All of these fail at startup, not in production:

  • A resource_uri or resource URI that isn't ui://... is a ValueError at decoration/registration time.
  • A tool bound to a URI with no matching registered resource is a ValueError when MCPServer(extensions=[apps]) consumes the extension. A tool advertising HTML that 404s on resources/read is a misconfiguration, so it refuses to construct.
  • meta={"ui": ...} on @apps.tool() is a ValueError. The decorator owns _meta["ui"]; say it with resource_uri= and visibility=. Other meta= keys merge fine alongside.

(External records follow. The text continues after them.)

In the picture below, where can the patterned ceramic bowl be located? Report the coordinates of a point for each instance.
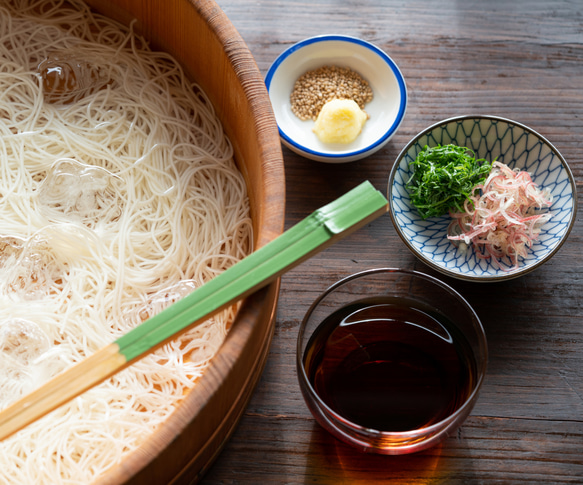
(491, 138)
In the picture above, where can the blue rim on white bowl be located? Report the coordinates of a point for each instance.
(386, 110)
(490, 137)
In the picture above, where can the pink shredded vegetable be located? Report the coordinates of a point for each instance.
(503, 217)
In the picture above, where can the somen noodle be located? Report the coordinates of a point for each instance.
(118, 195)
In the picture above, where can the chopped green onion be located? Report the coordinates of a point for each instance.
(443, 178)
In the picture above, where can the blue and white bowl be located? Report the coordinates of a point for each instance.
(491, 138)
(386, 110)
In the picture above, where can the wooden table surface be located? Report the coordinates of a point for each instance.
(521, 60)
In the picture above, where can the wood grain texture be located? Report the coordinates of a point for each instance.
(521, 60)
(201, 37)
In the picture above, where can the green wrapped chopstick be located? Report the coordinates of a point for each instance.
(316, 232)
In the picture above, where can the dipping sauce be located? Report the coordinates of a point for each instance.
(390, 366)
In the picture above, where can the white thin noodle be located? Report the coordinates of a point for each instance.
(110, 208)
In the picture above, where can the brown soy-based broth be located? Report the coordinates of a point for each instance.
(390, 366)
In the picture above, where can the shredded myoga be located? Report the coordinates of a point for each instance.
(503, 217)
(118, 195)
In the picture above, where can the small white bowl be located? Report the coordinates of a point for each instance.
(386, 110)
(491, 138)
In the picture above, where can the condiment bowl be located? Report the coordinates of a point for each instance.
(491, 137)
(386, 110)
(402, 369)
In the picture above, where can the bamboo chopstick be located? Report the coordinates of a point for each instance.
(316, 232)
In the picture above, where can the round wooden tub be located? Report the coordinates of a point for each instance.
(213, 54)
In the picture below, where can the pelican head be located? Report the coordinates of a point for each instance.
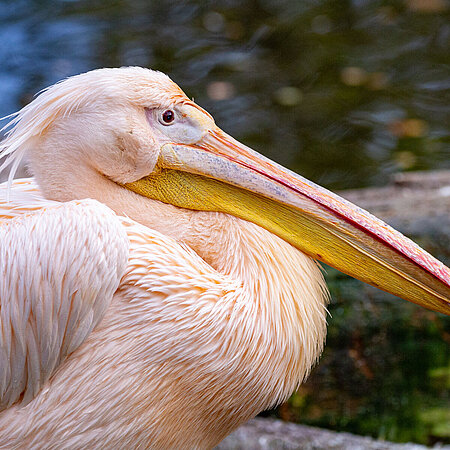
(135, 129)
(210, 345)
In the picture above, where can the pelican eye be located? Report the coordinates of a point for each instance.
(168, 117)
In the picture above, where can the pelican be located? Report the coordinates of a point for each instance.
(159, 282)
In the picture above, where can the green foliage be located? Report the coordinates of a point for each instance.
(385, 371)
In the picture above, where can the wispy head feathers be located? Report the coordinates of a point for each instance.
(136, 85)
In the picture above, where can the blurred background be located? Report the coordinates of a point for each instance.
(344, 92)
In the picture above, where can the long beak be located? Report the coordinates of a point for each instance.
(220, 174)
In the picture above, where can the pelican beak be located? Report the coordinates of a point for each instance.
(220, 174)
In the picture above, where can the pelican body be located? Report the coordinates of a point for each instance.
(159, 282)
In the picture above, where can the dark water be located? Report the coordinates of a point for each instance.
(344, 92)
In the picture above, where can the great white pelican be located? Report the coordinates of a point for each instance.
(158, 281)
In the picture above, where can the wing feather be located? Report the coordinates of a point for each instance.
(60, 266)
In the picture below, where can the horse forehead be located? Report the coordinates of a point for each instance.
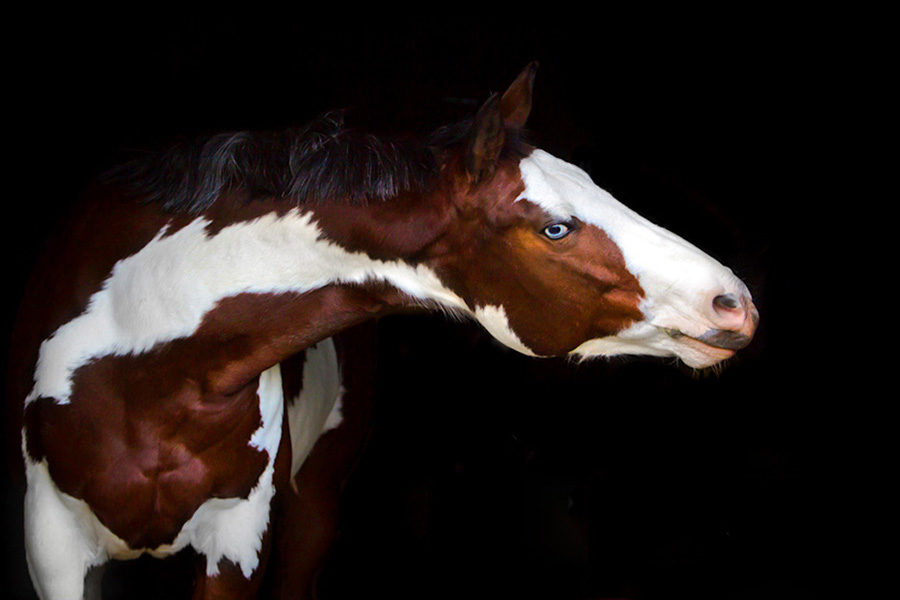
(560, 188)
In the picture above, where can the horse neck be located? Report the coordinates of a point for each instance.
(245, 288)
(283, 280)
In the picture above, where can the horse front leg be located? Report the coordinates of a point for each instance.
(226, 579)
(309, 509)
(61, 543)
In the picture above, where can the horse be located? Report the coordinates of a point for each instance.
(158, 349)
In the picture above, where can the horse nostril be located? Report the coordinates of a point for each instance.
(727, 302)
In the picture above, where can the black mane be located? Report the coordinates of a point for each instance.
(324, 161)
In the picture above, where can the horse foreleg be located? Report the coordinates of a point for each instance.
(61, 542)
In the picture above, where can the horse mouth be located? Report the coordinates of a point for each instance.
(708, 349)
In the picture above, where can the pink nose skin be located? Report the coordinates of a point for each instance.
(735, 318)
(731, 312)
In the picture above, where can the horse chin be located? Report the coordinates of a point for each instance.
(698, 355)
(654, 341)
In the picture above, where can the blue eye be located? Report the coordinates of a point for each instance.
(557, 231)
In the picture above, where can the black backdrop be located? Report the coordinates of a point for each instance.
(490, 474)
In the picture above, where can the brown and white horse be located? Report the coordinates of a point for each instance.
(155, 352)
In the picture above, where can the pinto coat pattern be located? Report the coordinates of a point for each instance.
(157, 343)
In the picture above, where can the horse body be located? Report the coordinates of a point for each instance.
(154, 349)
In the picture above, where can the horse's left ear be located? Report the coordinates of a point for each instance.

Neither the TypeScript ext-apps SDK nor FastMCP catches any of these today; we'd rather you find out before a host does.

Beyond inline HTML

add_html_resource covers the common case: a string of HTML. For anything else, HTML on disk or generated content, build the resource yourself and hand it over:

server.py
from pathlib import Path

from mcp.server.apps import Apps
from mcp.server.mcpserver import MCPServer
from mcp.server.mcpserver.resources import FileResource

REPORT_HTML = Path(__file__).parent / "report.html"

apps = Apps()


@apps.tool(resource_uri="ui://report/app.html")
def refresh_report() -> str:
    """Refresh the report data."""
    return "report refreshed"


apps.add_resource(FileResource(uri="ui://report/app.html", name="report", path=REPORT_HTML))

mcp = MCPServer("report", extensions=[apps])

add_resource fills in the text/html;profile=mcp-app MIME type when the resource doesn't set one explicitly, and rejects an explicit mismatch: a ui:// resource under any other MIME type is one no host will render.

Tip

Targeting a pre-GA host that still reads the deprecated flat _meta["ui/resourceUri"] key? Merge it yourself: @apps.tool(resource_uri="ui://x", meta={"ui/resourceUri": "ui://x"}). The nested ui object is the spec shape; the flat key is on its way out.

See it run

The apps story in examples/stories/ is this page as a runnable pair: a server with a UI-bound clock tool and a client that negotiates Apps, reads the tool's _meta.ui.resourceUri, fetches the HTML, and calls the tool.